Pour ce qui est de la question initiale, je dirais comme Itka et qq autres, à savoir que _but _et _objectif _sont synonymes dans la langue courante, le second terme sonnant seulement un peu plus technique que le premier. Dans toutes les phrases données en exemple pour illustrer une éventuelle différence, on pourrait changer l'un par l'autre sans problème, selon moi.


----------



## xmarabout

En pédagogie, les notions de buts et d'objectifs sont bien distinctes et correspondent à des définitions bien précises. Ce sont essentiellement des différence de niveau (un objectif est plus général qu'un but mais tout dépend de quel type d'objectif on parle)...
un peu de littérature sur le sujet ? http://www.oasisfle.com/documents/pedagogie_par_objectifs.htm


----------



## Nicomon

Bonjour,



			
				tilt said:
			
		

> On peut dire aussi _le résultat espéré_. C'est peut-être ce mot que Jester voulait employer.

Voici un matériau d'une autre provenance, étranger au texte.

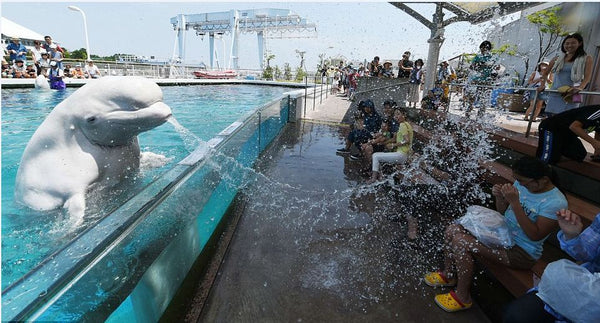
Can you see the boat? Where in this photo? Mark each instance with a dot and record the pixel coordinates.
(215, 74)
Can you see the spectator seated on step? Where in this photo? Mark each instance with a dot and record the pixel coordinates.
(567, 291)
(433, 100)
(400, 148)
(560, 133)
(530, 206)
(370, 123)
(380, 142)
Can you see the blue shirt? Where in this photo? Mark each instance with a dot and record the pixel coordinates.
(584, 247)
(544, 204)
(18, 48)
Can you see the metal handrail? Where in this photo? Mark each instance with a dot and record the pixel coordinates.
(521, 89)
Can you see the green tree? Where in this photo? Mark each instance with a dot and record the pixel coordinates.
(268, 70)
(550, 24)
(300, 74)
(287, 72)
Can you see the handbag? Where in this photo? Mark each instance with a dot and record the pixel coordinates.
(488, 226)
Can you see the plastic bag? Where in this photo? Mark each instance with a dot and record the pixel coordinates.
(571, 290)
(488, 226)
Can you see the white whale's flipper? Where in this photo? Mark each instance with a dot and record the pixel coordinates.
(78, 147)
(75, 205)
(151, 160)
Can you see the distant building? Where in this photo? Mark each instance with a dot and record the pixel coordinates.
(580, 17)
(12, 29)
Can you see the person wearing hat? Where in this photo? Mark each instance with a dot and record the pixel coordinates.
(6, 70)
(19, 69)
(375, 67)
(56, 56)
(534, 81)
(16, 50)
(48, 42)
(387, 70)
(78, 72)
(56, 76)
(368, 121)
(92, 70)
(36, 54)
(405, 65)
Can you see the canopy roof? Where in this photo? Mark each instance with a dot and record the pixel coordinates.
(473, 12)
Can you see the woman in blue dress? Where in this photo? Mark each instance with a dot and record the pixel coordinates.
(572, 68)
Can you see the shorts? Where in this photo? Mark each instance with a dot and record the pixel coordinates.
(519, 258)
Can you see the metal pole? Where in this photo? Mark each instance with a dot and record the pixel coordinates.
(305, 94)
(326, 85)
(259, 131)
(321, 94)
(315, 92)
(532, 114)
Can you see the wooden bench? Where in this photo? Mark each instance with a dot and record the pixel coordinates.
(497, 173)
(517, 282)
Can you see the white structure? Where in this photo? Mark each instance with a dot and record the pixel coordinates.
(266, 23)
(579, 17)
(12, 29)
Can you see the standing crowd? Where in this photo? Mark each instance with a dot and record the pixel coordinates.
(532, 206)
(46, 61)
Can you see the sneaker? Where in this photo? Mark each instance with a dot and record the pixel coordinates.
(355, 157)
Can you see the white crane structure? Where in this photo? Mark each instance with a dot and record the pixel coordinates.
(266, 23)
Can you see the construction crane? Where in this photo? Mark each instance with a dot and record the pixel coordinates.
(266, 23)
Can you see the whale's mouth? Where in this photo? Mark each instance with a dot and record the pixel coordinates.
(118, 128)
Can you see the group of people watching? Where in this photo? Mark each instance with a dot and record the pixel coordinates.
(532, 205)
(46, 60)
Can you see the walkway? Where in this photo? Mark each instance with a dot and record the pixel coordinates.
(313, 245)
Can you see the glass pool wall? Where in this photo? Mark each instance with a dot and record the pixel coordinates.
(130, 265)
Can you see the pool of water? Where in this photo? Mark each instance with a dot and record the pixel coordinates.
(28, 237)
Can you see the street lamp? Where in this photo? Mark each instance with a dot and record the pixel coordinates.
(87, 40)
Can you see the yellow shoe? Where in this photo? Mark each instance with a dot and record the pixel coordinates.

 C'est aussi ce à quoi j'ai pensé. À moins qu'il ait traduit littéralement de l'anglais. Il y a aussi _résultat visé_. 

J'ajoute aux réponses déjà données cette page de la BDL : *But et objectif* qui comprend plusieurs exemples.

Dans mon vocabulaire, les objectifs sont en général chiffrés. On donne aux vendeurs des objectifs mensuels à réaliser par exemple. Le but à atteindre (par ex.  devenir le meilleur vendeur de l'année) peut être le résultat de plusieurs objectifs. Un peu comme Rapha (#16) et Stress (# 20) l'ont mentionné plus haut. 

Mais lorsque dans le contexte les mots sont (quasi) synonymes, je choisis le plus court et le plus facile à prononcer : *but.*


----------